Some of the interesting stuff that I experienced while up in South Sudan.


How I got to be a part of this neat experience: we are staying with friends of Kami's, Shaun and Sharon Rix. Shaun is a pilot for Samaritans Purse (the christmas shoe box organization). Samaritans Purse (SP) is focused mostly on refugees fleeing their home land in North Sudan. The north is wanting to cleanse the nation of anything but Arab descent. The refugee camp I was helping supply was Yida, about 8 miles from the north, south border. The UN has reluctantly done activity here (in way of supplying food and other support) because it is so close to potential artillery. But the people have built shanties so SP has been doing all it can to save lives. We brought some sourgum seed up on one flight and the SP lady on the ground said, "just wait till the UN guys take off". 

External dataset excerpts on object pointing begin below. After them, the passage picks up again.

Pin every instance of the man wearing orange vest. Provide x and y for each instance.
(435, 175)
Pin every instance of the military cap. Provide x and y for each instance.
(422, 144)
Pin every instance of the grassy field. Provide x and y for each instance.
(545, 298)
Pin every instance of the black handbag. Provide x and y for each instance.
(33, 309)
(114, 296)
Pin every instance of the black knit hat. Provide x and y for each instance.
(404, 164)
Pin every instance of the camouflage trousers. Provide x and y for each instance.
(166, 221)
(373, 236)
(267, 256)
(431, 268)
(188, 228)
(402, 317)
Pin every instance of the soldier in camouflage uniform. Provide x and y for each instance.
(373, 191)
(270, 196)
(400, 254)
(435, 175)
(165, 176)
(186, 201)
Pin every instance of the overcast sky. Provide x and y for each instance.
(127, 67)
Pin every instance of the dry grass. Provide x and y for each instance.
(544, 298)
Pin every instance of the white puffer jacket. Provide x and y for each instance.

 So I was invited to help out at the hanger one day. While I was there, it was suggested to Shaun by his superior that they could use my help. I said "yes of course", trying to hold in my excitement, "but let me ask Kami first." Kami is such a great wife so she said of course I could go.

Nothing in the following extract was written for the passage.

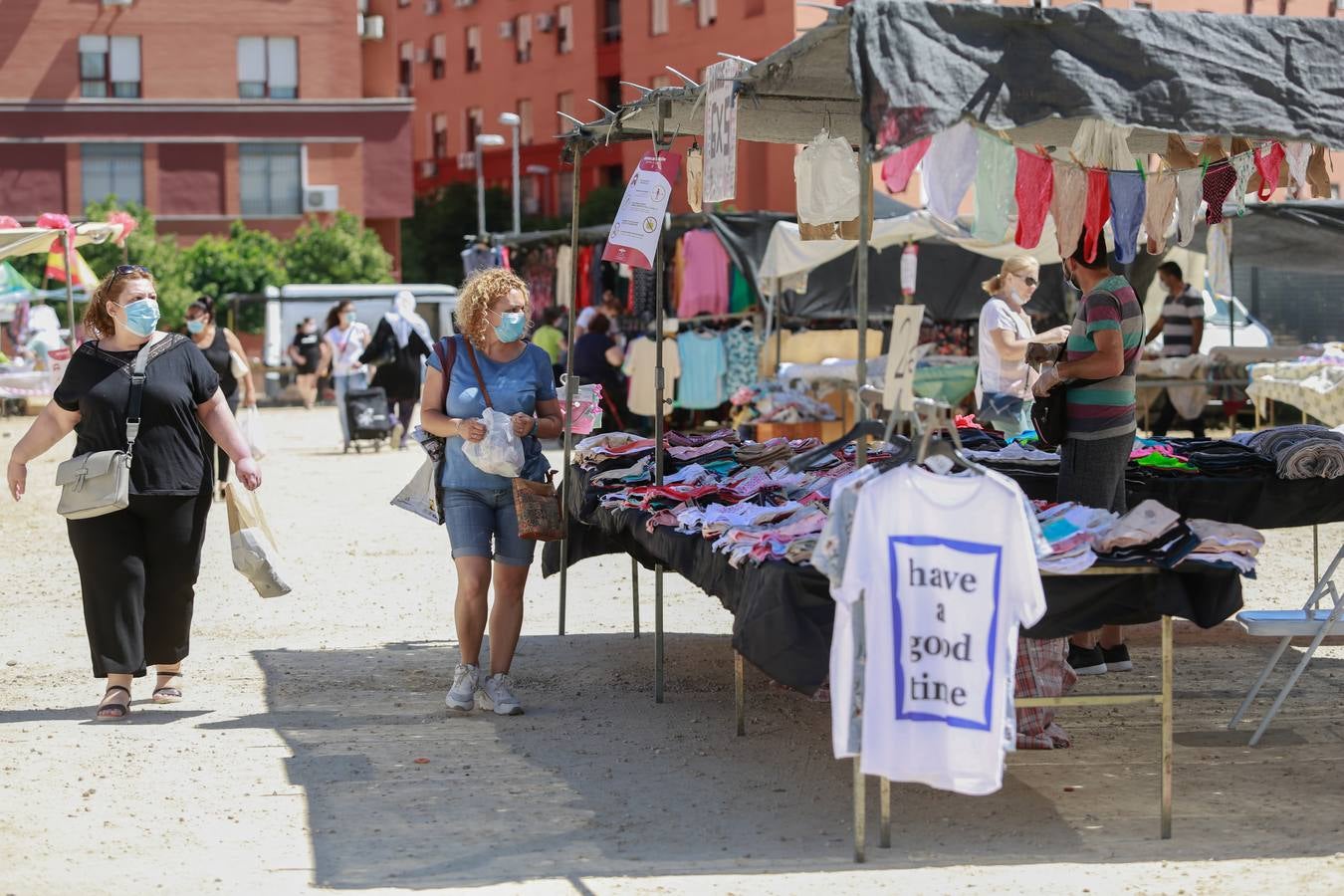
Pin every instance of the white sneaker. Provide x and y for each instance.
(498, 693)
(467, 679)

The camp has 60,000 people in it right now. There are others camps that are over 160,000. I am amazed at the need and craziness of humanity. I was privileged to see people displaced and totally reliant on outside help. These people are displaced because their own government wants them dead. I wish I could do more... I felt a great deal of urgency. I was up there for only part of a week, the pilots are active up there almost every week. And then there are SP people on the ground full-time, helping in distribution, education, different ways of sharing the gospel and medical.


My job was to help shuttle supplies 20mins flight from Rubkona straight north to Yida. I helped by packing supplies on and off the plane. I was in Sudan only three days and was sore all over from loading and unloading.

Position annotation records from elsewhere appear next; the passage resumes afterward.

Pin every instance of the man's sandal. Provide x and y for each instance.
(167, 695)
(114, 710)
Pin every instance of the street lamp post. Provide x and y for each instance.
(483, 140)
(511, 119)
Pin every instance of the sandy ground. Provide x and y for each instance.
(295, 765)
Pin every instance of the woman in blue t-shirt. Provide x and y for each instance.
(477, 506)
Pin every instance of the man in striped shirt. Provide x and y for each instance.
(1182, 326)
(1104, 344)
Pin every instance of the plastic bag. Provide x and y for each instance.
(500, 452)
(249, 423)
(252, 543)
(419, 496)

The runway in the picture was cleared by hand, roots and all, and then a land cruiser packed with people went tire width by tire width and packed the area. The runway is not 100% so the already hard to fly DC-3 is piloted by very focused pilots when landing and taking off. The white and blue dots are the tarps that the UN and SP hand out to the people to put roofs on their huts.


I found it amazing that we were flying in a plane made in 1945 and that it is still useful today with major engine replacements and cockpit overhaul. If my rememberer is right, a payload would be about 3500 pounds.


The pipe and black square things are to assemble "squatie-potties" to try and create some form of sanitization along with a lot of soap bars.